In the box is a lead to go to your cigar lighter to provide the power. A rather flimsy aerial to attach to the inside of the windscreen, a bracket (much like those for Sat Nav systems) to fit the unit into, an optional line out lead and of course the DAB radio module.
It is 12x7x2.5cm. When you first apply power it tunes so you need to have connected the aerial first. It found 41 stations for me - rather less than most indoor units - but if I had tuned it in a desolate area it may well have found more but my drive has house all around.
After the tune it starts searching the FM band and in my case decided I should tune my AM/FM radio to 91.7, this done I could hear the output through my normal speakers and driving locally all seemed well. This uses the technology only recently made legal in the UK.
Looking at the unit it has four sockets on the left side. The aerial input, a 3.5mm line out, a 3.5mm line in (useful for an MP3 player) and a mini USB socket that goes to the cigar lighter socket.
The face has a circular notched tuning knob with a button in the centre for selection. To the right of this is a 7x1.5cm three line black on green display. The top edge has four buttons and four presets that come tuned to Virgin Radio, Planet Rock, Talk Sport and theJazz but of course you have a total of twenty presets and only the first four are immediately available others need extra clicks.
However it is possible to use it even if your car has no radio as you could plug a set of ear buds into the line out but do read the manual first to find out how to decrease the volume. Should you wish to use it away from a car then the rear of the unit can accommodate two 'AA' batteries but you could put it through external speakers and therefore have a control over volume. However you could also attach any mini USB to USB lead and take power from a PC or even one of those becoming popular 13amp plugs that have a standard USB socket to attach the lead to, however you still would need to overcome the flimsy aerial but no doubt someone will make one to go to the 2.5mm socket on the unit.
By default the three line display has a clock, signal strength ReVu on the top line and some extra icons only shown when in battery mode. The station you are tuned to and the amount you are behind (ReVu) on the second line and the date on the third line. However a click on the menu button lets you choose the third line options by turning the tuning knob till you get to Info Display, the options are Date, Scrolling Text, Multiplex Info, Multiplex Name, Signal Quality, Signal Strength or Programme Type.

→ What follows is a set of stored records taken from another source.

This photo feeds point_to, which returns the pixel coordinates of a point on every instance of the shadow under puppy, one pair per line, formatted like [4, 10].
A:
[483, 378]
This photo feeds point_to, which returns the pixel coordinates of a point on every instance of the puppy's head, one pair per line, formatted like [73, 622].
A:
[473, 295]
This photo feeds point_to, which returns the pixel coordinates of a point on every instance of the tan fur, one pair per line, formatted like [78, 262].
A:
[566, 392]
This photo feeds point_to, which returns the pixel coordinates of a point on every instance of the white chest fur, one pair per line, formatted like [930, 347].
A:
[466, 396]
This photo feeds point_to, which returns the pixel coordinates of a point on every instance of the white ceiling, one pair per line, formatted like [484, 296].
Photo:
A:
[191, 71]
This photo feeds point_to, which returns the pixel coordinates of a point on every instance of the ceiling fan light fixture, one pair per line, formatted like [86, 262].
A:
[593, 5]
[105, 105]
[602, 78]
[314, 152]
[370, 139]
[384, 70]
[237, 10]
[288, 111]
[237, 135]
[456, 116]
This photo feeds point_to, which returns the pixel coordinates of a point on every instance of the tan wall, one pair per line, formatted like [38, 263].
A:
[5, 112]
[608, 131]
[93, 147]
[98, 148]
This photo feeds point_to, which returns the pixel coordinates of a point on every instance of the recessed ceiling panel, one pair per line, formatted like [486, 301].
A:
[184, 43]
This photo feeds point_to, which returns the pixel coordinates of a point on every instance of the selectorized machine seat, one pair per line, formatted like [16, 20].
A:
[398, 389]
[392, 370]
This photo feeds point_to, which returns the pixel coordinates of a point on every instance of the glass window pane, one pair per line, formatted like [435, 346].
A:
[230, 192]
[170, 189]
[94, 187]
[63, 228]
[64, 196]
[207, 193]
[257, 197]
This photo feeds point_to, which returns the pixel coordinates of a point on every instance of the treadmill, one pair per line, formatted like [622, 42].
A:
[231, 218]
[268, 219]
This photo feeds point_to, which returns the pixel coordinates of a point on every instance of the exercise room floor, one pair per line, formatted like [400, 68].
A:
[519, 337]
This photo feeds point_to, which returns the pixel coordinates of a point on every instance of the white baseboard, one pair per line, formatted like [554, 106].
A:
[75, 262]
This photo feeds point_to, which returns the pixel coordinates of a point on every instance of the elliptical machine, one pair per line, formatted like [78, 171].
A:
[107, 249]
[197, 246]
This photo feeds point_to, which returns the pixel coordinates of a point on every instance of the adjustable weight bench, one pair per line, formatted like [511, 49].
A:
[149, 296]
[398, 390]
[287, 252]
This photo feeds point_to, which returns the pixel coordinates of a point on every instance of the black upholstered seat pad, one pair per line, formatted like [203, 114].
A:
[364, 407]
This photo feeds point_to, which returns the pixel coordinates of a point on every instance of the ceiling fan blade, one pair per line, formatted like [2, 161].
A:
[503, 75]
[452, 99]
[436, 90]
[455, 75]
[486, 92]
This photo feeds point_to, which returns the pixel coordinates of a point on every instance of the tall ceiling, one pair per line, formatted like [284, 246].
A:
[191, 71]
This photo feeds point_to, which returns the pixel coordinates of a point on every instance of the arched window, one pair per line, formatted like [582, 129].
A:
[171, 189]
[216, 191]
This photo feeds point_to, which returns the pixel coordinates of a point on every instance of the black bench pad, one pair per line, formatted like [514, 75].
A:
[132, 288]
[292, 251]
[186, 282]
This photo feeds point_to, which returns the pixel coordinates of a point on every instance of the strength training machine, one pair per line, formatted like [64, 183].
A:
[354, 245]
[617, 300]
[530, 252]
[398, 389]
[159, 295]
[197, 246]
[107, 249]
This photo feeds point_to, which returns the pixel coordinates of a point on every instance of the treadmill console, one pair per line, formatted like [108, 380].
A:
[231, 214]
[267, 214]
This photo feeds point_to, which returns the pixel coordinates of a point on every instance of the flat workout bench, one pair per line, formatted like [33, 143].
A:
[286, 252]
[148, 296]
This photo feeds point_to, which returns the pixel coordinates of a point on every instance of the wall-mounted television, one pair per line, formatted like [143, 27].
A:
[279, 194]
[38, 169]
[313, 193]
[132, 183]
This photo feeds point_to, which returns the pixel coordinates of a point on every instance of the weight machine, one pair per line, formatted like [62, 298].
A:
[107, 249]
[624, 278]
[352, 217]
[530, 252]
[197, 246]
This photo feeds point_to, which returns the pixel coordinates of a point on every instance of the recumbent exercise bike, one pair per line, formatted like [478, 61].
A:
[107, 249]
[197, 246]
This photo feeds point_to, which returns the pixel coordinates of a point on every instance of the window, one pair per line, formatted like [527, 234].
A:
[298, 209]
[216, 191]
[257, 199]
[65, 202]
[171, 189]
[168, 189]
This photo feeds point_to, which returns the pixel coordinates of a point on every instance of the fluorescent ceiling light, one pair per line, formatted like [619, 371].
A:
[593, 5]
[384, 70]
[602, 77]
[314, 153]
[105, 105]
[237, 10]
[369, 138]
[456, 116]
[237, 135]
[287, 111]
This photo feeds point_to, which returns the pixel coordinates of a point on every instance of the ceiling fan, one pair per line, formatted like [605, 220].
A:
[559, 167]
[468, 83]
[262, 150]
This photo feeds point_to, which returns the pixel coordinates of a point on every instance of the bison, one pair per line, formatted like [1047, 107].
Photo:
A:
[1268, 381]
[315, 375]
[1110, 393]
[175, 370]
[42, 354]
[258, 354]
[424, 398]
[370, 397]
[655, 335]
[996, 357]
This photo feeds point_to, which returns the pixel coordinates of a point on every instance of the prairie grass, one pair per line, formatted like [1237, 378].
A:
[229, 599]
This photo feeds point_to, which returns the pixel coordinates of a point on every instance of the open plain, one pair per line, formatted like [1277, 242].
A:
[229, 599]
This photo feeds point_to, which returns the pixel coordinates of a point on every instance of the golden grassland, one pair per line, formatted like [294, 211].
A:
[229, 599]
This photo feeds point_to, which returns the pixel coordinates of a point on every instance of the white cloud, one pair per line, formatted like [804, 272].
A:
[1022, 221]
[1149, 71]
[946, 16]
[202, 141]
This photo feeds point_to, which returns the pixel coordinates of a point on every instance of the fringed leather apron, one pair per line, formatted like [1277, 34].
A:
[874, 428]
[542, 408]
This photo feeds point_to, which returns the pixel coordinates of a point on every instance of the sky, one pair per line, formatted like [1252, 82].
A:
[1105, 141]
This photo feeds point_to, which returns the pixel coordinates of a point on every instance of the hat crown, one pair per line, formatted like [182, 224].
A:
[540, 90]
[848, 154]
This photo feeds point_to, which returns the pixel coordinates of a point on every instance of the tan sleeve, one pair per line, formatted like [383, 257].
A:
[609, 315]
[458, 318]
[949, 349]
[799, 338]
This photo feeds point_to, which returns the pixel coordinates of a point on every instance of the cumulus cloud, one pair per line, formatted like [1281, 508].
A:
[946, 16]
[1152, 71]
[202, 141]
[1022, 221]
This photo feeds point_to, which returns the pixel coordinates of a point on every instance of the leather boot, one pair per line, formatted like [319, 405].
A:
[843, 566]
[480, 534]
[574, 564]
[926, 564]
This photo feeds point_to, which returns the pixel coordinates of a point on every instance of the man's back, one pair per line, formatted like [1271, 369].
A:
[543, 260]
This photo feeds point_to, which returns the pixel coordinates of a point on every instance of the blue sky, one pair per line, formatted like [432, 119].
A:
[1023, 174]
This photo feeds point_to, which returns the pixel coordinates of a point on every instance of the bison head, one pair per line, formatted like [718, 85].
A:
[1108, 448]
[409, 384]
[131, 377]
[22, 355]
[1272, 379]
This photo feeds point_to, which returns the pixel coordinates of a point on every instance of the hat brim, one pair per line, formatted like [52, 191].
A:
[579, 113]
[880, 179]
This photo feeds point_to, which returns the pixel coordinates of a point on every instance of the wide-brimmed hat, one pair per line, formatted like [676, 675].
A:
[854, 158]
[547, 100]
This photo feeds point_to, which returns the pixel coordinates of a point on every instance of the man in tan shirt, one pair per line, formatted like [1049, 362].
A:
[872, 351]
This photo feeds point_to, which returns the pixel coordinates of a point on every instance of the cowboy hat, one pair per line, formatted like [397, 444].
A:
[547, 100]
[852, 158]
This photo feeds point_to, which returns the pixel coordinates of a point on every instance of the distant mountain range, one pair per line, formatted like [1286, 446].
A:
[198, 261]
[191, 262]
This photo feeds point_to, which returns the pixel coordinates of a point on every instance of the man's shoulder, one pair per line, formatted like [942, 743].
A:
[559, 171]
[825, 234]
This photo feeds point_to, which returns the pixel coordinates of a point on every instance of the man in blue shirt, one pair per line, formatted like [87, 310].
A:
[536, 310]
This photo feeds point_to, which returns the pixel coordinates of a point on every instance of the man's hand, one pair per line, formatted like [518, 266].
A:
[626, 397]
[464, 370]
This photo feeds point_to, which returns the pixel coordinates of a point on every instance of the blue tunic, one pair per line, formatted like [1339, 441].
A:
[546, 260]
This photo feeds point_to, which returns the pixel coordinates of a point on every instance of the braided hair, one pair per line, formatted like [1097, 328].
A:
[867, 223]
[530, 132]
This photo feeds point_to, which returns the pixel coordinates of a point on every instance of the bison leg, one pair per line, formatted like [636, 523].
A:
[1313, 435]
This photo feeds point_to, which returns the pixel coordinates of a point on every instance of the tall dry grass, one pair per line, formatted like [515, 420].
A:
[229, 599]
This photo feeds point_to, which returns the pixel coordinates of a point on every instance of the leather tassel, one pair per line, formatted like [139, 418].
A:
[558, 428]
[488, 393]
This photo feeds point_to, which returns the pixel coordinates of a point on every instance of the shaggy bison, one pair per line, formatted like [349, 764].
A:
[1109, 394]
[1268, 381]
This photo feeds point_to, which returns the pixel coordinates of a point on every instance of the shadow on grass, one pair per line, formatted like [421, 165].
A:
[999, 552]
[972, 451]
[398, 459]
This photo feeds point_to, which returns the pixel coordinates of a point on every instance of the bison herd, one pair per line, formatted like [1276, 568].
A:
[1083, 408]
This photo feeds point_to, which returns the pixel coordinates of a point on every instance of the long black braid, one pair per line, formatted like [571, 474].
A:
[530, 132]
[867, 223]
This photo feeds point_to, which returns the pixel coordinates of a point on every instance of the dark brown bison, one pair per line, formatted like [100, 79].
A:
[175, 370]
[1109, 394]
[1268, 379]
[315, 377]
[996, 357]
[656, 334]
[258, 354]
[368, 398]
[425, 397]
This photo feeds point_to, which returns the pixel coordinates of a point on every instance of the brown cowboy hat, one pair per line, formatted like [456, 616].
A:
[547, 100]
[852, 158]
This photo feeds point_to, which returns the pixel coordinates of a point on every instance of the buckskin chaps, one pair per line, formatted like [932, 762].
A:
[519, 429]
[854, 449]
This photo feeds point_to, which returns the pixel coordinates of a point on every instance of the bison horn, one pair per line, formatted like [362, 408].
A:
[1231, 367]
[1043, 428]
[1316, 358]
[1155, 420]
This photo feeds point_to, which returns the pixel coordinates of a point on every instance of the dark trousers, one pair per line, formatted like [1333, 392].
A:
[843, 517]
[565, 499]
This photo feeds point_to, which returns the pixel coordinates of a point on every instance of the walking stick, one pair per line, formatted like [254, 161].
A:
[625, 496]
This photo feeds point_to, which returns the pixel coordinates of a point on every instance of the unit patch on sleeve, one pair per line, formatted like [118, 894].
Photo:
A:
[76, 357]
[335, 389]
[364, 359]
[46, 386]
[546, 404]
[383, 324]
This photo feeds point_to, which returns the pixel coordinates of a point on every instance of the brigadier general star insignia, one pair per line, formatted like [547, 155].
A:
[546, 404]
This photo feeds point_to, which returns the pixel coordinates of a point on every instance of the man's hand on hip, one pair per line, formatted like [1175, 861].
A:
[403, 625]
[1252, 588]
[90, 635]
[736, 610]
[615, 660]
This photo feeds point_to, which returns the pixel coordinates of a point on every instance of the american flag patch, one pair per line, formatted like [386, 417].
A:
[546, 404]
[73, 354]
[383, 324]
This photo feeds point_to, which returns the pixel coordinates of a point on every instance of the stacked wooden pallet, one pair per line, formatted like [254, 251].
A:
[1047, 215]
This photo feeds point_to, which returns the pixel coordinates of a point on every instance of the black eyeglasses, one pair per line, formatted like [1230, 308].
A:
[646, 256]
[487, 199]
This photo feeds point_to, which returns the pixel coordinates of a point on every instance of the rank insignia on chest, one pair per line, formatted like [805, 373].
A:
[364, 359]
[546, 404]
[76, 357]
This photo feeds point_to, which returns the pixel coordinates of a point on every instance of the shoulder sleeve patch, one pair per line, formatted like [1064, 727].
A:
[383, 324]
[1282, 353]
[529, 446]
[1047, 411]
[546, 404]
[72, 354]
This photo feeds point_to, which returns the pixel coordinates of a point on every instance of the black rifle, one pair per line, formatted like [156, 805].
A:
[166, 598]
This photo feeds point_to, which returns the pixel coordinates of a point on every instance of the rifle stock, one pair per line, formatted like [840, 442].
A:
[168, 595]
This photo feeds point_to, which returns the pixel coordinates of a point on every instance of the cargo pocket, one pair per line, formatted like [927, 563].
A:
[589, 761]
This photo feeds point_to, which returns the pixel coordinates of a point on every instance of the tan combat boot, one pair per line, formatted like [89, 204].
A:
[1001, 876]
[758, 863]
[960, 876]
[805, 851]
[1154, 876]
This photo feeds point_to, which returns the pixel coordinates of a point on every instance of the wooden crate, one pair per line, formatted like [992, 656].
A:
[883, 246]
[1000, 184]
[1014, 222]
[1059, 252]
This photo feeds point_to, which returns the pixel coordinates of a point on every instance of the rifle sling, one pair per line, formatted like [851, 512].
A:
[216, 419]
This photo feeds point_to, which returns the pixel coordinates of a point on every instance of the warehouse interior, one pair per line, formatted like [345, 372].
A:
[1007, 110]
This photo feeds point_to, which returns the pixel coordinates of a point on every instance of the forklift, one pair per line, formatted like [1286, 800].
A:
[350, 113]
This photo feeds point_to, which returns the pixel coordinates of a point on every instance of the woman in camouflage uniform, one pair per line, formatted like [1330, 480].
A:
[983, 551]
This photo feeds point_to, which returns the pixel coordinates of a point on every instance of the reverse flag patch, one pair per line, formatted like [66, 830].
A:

ReVu is a technology only available on a few DAB radios, press the third of four buttons on the top and you start going back in ten second intervals the amount of time you can go back depends on the length of time you have been listening and the stations broadcast Mbps, but it should be plenty of time for a comfort break or to fill up with fuel without missing any of what you were listening to.
As you travel around you are more likely to lose DAB signals and there is a 'Fade on Burble' option that you can set on or off. There is a 24 page manual that covers almost everything and as a cheaper way of getting DAB in your car it is worth considering.
Doing my Internet searches found the Pure Highway at a best price of £62.99 from directly from Amazon and so includes delivery.